Worst decline in Indian tiger population since 1973?? Or is it?

If you want to see a tiger in the wild, I would not wait another 20 years. OTH, there are doubts about the counting methodology employed, read on…

Worst decline in tiger population since 1973: census- Hindustan Times

Tiger census estimates from Central India indicate a fall of tiger population by over 50 per cent, worst decline since first government census in 1973.

Tiger number appears to have fallen by 61 per cent in Madhya Pradesh, 57 per cent in Rajasthan and 40 per cent in Rajasthan, according to the estimates released by the Wildlife Institute of India (WII) on Wednesday.

Initial estimate of 16 of the 28 tigers reserves show that there are only 464 tigers in Madhya Pradesh, Rajasthan and Maharashtra as compared to 1,006 in 2002. Final census is expected by end of 2007.

India has 29 tiger reserves. Apparently, most of the population losses are outside the reserves where there is mush more tiger-human interaction.

Dr YV Jhala, institute’s chief scientist, said, “In general, the situation is not good.
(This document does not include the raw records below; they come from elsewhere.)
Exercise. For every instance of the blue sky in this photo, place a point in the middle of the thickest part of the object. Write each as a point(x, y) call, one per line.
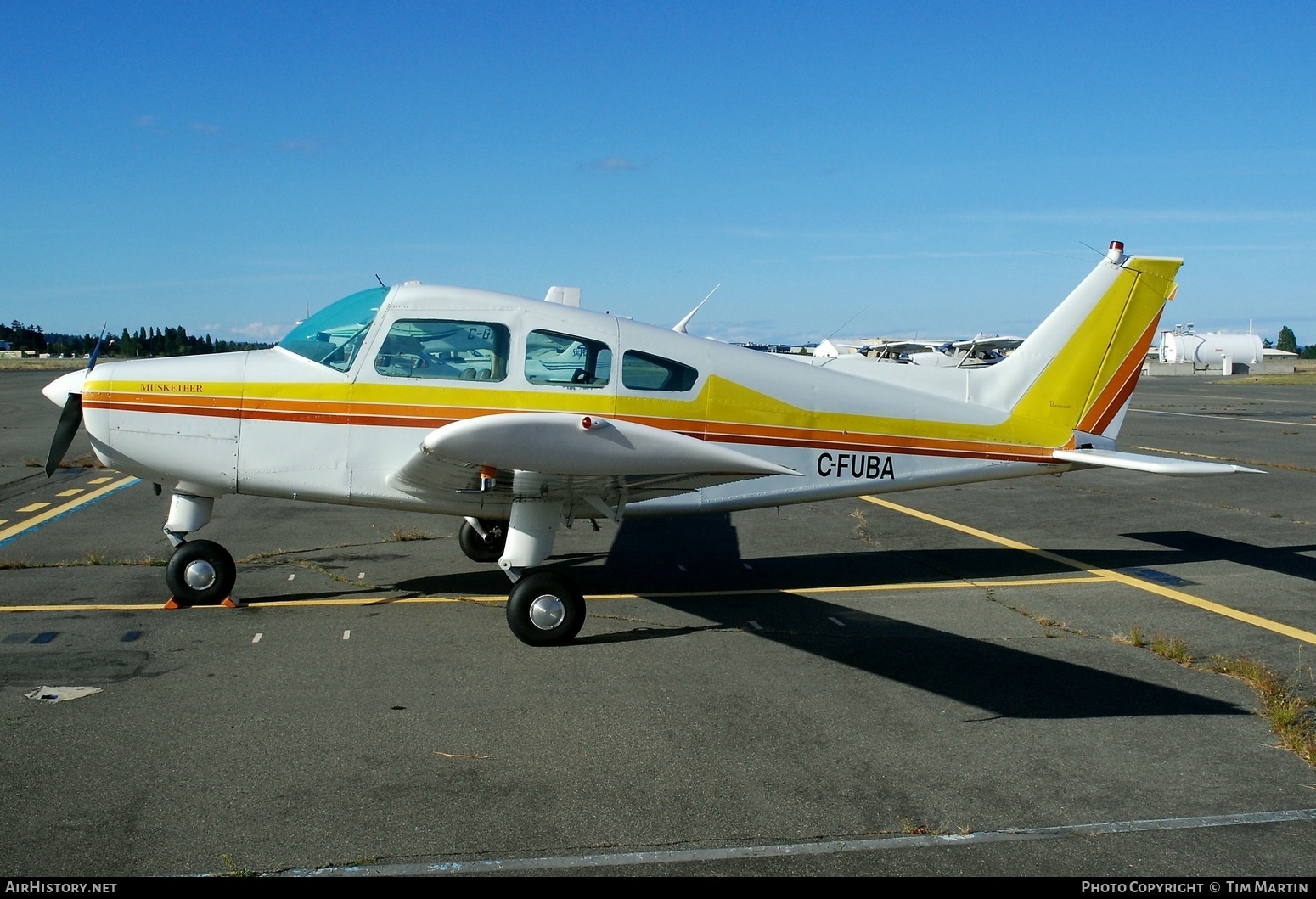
point(882, 169)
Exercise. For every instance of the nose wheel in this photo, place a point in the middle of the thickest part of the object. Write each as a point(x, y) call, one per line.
point(200, 573)
point(545, 610)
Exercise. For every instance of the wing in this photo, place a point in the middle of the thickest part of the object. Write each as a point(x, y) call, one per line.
point(578, 457)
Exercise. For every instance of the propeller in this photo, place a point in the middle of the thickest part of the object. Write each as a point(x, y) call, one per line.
point(71, 416)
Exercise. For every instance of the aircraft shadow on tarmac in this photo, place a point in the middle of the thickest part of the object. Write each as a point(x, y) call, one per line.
point(1004, 682)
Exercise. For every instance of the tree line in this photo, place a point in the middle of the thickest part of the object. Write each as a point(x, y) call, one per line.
point(1289, 342)
point(143, 342)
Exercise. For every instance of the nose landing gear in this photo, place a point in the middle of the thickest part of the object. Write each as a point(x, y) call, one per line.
point(200, 573)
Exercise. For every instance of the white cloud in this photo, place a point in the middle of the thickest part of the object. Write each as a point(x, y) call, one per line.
point(610, 165)
point(301, 146)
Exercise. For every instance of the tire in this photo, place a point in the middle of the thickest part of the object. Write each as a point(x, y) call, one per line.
point(200, 573)
point(545, 610)
point(478, 549)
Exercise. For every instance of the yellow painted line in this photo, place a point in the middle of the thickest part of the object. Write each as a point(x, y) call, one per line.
point(1229, 418)
point(59, 509)
point(686, 594)
point(1177, 595)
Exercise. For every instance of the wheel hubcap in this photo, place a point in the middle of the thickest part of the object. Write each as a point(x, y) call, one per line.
point(547, 612)
point(199, 576)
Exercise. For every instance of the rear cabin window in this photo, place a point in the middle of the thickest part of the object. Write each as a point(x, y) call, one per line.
point(645, 372)
point(553, 358)
point(444, 351)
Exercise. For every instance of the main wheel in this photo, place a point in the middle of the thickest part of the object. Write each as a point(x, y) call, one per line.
point(545, 610)
point(483, 549)
point(200, 573)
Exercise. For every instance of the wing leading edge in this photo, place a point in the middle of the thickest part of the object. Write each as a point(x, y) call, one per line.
point(573, 456)
point(1150, 464)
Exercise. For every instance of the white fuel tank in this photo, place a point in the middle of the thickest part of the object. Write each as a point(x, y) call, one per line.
point(1211, 349)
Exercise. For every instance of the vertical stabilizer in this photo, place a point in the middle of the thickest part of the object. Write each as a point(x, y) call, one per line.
point(1078, 368)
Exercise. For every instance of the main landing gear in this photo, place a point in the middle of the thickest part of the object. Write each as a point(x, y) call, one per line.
point(545, 610)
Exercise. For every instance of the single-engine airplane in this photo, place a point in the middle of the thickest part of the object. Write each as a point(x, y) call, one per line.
point(521, 416)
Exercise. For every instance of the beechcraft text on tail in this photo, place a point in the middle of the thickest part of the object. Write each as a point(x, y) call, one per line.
point(521, 416)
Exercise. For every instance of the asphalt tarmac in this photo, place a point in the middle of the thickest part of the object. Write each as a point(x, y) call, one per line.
point(940, 683)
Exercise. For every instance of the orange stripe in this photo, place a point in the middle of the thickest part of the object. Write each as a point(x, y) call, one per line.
point(1120, 386)
point(419, 416)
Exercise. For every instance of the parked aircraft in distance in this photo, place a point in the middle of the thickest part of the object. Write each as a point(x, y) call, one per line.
point(521, 416)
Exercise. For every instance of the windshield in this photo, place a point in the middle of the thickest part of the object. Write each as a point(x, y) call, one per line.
point(333, 334)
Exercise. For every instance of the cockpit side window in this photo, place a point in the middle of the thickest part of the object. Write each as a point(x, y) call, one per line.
point(645, 372)
point(553, 358)
point(333, 334)
point(444, 351)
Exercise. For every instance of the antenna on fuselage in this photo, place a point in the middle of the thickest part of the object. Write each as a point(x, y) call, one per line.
point(681, 325)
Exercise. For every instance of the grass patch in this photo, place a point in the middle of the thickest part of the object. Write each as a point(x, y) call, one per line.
point(1279, 700)
point(1291, 716)
point(233, 869)
point(406, 535)
point(1172, 648)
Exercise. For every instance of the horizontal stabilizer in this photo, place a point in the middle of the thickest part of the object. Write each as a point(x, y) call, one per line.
point(1150, 464)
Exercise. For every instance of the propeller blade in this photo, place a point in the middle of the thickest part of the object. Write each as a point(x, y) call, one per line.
point(95, 351)
point(65, 430)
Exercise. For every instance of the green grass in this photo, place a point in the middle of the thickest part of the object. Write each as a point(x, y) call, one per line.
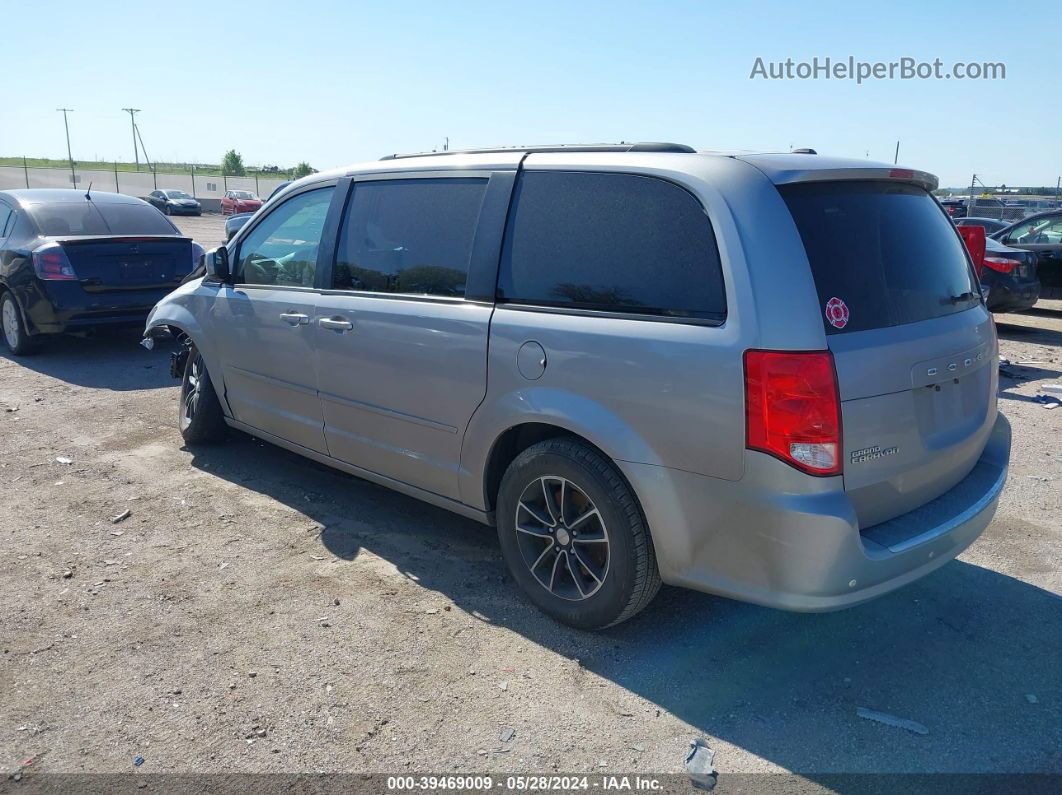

I cannot stress more the importance of removal of anthropogenic (people) influence on tiger population. Tigers and people cannot co-exist”.

I like that, “Tigers and people cannot co-exist”, probably true, if simplistic, they’re both super top level predators. Habitat pressure in India is probably the single largest issue with development pressure and a burgeoning population.

One important thing to note.

The institute disbanded the pugmark identification methodology for tiger census and adopted more scientific approach of camera capturing, scent and pugmark analysis and tracking movement of tigers using satellite tracking.

When you change counting methodologies, it is hard to compare population estimates. This note and this Science article (sell kidney to read) indicate that pugmark identification was notorious for over counting tigers, even missing entire population collapses, so who knows whether we are seeing a decline, or finally, a more accurate count? Either way, the numbers are depressing, and do not bode well for the tiger.